County council Vice President Gabe Albornoz (D-At Large) said he was heartened to see some Montgomery residents still wearing their masks indoors at restaurants and other crowded locations, even though it is no longer required by state or county law.
“I think it’s a good sign that county residents are transitioning more cautiously, as we have done through the pandemic,” he said. He added that he personally is still wearing masks in some public settings because he has four young children, three of whom are not yet eligible to be vaccinated.
Sehgal said high education rates in the county and in the greater Washington region in general mean people are more likely to trust vaccine science and get the shot.
When there are pockets of community transmission, they don’t explode into dozens of cases because the virus “cuts off” once it reaches a vaccinated individual.
“That spillover benefit of being protected by my friends and neighbors is quite strong,” he said.
Nonetheless, Sehgal said, disparities in vaccination rates persist, which mean some communities are still more vulnerable to the disease than others.
In the District, for example, Wards 7 and 8 consistently record more infections than wealthier parts of the city.
Over the weekend, Bowser and Anthony S. Fauci, director of the National Institute of Allergy and Infectious Diseases, knocked on doors in Southeast Washington in hopes of swaying residents in neighborhoods with some of the lowest vaccine uptake.

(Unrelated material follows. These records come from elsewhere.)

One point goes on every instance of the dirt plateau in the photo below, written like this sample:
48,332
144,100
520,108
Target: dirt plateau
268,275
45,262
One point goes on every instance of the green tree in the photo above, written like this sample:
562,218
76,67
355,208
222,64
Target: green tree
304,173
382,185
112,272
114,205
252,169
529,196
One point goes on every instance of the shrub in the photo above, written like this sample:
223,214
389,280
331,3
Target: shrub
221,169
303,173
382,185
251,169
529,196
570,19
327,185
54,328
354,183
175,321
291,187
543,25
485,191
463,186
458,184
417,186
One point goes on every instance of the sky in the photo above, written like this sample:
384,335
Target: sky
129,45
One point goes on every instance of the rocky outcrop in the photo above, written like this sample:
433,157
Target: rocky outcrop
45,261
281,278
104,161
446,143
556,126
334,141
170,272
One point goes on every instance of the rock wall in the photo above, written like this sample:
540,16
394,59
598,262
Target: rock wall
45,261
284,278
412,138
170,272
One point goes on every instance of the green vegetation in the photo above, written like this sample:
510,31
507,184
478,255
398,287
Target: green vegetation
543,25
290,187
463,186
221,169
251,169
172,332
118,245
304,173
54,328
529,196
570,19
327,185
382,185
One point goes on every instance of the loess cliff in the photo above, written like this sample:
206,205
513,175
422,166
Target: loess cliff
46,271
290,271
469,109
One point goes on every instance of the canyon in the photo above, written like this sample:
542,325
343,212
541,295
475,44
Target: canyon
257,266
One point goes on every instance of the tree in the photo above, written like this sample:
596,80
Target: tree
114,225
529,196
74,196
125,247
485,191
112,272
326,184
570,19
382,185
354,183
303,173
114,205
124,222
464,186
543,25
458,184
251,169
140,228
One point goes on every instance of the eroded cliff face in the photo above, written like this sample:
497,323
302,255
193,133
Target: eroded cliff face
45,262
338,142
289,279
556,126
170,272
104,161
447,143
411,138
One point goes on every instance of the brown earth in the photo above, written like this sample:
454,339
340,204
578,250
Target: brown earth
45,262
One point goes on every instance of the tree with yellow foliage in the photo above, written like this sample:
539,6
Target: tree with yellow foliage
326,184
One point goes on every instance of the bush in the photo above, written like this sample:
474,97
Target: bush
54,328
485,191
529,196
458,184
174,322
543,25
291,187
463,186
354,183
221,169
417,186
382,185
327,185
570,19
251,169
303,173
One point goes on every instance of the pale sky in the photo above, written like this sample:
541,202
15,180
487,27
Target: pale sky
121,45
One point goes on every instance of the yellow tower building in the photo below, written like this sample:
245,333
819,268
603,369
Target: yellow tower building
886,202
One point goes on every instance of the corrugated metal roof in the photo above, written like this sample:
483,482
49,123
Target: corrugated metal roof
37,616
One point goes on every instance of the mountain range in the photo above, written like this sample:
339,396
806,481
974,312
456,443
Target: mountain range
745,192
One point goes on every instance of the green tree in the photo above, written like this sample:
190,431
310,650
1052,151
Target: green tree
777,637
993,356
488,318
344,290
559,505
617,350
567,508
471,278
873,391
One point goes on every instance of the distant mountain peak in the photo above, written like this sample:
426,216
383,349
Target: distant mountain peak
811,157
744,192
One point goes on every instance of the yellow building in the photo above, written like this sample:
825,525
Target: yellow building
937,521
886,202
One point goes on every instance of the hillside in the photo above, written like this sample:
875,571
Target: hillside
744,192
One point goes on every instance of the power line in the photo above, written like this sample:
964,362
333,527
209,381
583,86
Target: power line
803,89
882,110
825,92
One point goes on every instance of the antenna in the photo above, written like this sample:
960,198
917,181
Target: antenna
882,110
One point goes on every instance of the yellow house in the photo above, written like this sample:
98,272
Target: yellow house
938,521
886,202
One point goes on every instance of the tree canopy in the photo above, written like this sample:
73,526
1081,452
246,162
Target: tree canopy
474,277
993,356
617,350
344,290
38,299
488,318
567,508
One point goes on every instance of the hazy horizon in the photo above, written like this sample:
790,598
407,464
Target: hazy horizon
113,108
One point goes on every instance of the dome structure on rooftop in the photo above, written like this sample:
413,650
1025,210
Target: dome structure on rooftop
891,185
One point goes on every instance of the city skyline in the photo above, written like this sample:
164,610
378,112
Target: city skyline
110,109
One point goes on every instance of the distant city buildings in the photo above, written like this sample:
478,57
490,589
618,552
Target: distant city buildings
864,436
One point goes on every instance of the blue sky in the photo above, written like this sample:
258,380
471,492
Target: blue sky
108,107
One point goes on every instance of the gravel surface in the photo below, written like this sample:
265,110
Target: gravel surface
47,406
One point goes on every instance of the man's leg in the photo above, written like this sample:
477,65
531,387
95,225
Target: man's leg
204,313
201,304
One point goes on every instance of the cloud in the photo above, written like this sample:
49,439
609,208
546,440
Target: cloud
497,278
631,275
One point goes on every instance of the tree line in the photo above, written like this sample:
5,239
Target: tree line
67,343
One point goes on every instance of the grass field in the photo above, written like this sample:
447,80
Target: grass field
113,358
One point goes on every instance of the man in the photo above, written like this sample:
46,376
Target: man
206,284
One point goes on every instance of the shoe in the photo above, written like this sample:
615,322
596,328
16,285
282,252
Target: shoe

They were joined by 163 volunteers.
Asked whether she felt their pleas were effective, Bowser said: “I absolutely do.”
Sehgal said that when the pandemic does eventually end, it won’t necessarily be with a startling statistic or noticeable trend.
“When the pandemic ends, we might not even notice,” he said. “The ways pandemics end isn’t with something very apparent. There’s no finish line. We’re going to see these numbers continue to drop, and eventually we’ll realize that we’re out of it.”